System deps (`--with-deps`) still need root, but the *browser binary* must land in the service user's cache. Do both: `sudo playwright install-deps chromium` once, then `sudo -u service_user … playwright install chromium`.

**5. `systemd ProtectSystem=strict` also breaks Chromium itself.** Even after you stop trying to write to read-only template dirs, Chromium's sandbox needs more filesystem access than `strict` permits and exits with code 226/NAMESPACE on launch. There is no Chromium flag that papers over this. Drop the strict filesystem protections for the service that runs the renderer; use light hardening only — `NoNewPrivileges=true`, `ProtectKernelTunables=true`, `RestrictSUIDSGID=true`. Document the trade in the unit file so the next operator doesn't restore `strict` and break the renderer six months from now.

## What I'd change

**Default to `set_content()` for any PDF render behind a sandbox.** The disk-write footguns (#2, #3) both disappear if you commit to in-memory HTML from day one. There's no performance cost — `set_content` doesn't reparse anything `goto("file://…")` wouldn't have — and you avoid two classes of failure that don't surface until production hardening lands.

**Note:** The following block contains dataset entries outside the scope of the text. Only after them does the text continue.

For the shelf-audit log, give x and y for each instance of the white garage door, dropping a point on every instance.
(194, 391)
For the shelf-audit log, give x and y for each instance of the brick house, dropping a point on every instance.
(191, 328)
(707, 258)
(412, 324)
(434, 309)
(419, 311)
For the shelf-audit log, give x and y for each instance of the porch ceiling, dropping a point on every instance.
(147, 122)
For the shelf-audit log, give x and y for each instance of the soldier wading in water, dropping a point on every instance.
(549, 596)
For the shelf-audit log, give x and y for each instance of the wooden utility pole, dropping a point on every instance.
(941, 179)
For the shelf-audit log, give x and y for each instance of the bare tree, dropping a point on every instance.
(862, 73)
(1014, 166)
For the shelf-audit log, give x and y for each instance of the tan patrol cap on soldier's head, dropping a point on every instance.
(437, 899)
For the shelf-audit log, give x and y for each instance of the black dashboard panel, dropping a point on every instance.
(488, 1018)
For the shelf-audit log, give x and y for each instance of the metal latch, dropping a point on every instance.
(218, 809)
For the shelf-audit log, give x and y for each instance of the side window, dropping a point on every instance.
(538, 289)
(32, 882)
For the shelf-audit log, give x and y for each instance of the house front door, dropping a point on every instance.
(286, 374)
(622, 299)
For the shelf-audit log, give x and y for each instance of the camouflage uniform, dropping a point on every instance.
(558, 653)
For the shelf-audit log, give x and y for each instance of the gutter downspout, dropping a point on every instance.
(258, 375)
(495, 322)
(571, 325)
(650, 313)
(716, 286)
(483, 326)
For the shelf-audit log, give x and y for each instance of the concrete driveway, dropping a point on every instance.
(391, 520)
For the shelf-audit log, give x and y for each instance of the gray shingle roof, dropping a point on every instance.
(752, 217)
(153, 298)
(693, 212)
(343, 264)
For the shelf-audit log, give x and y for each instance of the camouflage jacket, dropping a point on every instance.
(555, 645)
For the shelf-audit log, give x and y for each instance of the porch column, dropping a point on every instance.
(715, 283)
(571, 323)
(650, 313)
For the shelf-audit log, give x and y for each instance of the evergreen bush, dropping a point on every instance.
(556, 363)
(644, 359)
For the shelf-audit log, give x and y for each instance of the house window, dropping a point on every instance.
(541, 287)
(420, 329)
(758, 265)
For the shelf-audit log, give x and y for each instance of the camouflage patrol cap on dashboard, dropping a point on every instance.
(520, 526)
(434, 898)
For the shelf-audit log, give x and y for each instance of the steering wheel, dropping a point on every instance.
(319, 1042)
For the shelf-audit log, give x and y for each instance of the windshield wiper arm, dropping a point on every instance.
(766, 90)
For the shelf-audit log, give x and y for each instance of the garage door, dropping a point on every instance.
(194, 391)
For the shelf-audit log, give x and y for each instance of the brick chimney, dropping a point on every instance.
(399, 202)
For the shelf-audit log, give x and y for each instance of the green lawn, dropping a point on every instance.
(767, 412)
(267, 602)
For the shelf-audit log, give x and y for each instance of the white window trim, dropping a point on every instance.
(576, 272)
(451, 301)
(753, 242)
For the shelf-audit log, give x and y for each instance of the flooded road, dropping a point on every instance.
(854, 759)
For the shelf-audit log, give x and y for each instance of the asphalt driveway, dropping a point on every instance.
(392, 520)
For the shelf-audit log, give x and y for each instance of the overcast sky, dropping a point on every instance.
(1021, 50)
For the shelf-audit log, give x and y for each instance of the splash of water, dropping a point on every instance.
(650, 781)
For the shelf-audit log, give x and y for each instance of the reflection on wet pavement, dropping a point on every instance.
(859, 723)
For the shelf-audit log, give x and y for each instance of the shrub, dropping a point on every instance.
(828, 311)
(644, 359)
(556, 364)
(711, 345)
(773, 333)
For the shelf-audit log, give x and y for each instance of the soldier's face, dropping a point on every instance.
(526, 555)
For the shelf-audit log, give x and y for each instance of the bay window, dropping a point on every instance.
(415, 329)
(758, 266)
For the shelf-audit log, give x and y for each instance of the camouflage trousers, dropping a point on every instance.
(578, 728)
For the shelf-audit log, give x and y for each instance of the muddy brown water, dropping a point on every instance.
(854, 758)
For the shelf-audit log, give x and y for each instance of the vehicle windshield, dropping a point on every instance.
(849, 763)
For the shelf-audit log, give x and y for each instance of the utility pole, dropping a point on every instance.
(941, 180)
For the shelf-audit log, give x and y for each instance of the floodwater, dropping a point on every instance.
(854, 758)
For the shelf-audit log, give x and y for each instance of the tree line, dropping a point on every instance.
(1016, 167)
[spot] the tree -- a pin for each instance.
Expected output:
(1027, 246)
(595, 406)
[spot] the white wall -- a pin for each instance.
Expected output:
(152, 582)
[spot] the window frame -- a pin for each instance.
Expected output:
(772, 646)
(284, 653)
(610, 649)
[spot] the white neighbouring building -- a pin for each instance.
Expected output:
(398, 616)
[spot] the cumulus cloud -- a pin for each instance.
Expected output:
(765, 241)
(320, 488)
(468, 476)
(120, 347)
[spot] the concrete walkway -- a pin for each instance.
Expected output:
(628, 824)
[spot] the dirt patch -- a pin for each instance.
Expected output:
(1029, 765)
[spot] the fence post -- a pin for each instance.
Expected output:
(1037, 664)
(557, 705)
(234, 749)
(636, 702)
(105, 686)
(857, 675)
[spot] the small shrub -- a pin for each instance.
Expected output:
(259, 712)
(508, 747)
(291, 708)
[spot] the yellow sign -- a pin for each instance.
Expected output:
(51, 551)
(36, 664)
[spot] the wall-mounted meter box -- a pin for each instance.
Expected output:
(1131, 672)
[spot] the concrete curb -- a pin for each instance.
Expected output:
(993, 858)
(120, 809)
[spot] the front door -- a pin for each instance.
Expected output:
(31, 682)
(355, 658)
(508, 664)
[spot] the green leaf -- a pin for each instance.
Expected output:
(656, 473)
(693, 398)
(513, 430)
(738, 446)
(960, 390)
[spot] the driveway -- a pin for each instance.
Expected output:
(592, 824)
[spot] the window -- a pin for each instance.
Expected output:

**Bake the `sudo -u service_user` install into the deploy playbook, not the runbook.** The browser-cache footgun (#4) is a one-line fix once you know the rule, but every operator who runs `sudo playwright install` out of habit will hit it again. Put the explicit `sudo -u <service_user>` form in the README, the systemd unit file as a comment, and the deploy script. The cost of pre-empting it is zero; the cost of debugging it cold is an hour per occurrence.

WeasyPrint is gone from `requirements.txt`. Chromium runs at ~150 MB resident per render, 2–3s for an A4-ish PDF with brand fonts. No more `calc()` resolver crashes — and no `calc()` workarounds left in the templates either. The modern CSS that triggered the original migration ships now without per-template special cases.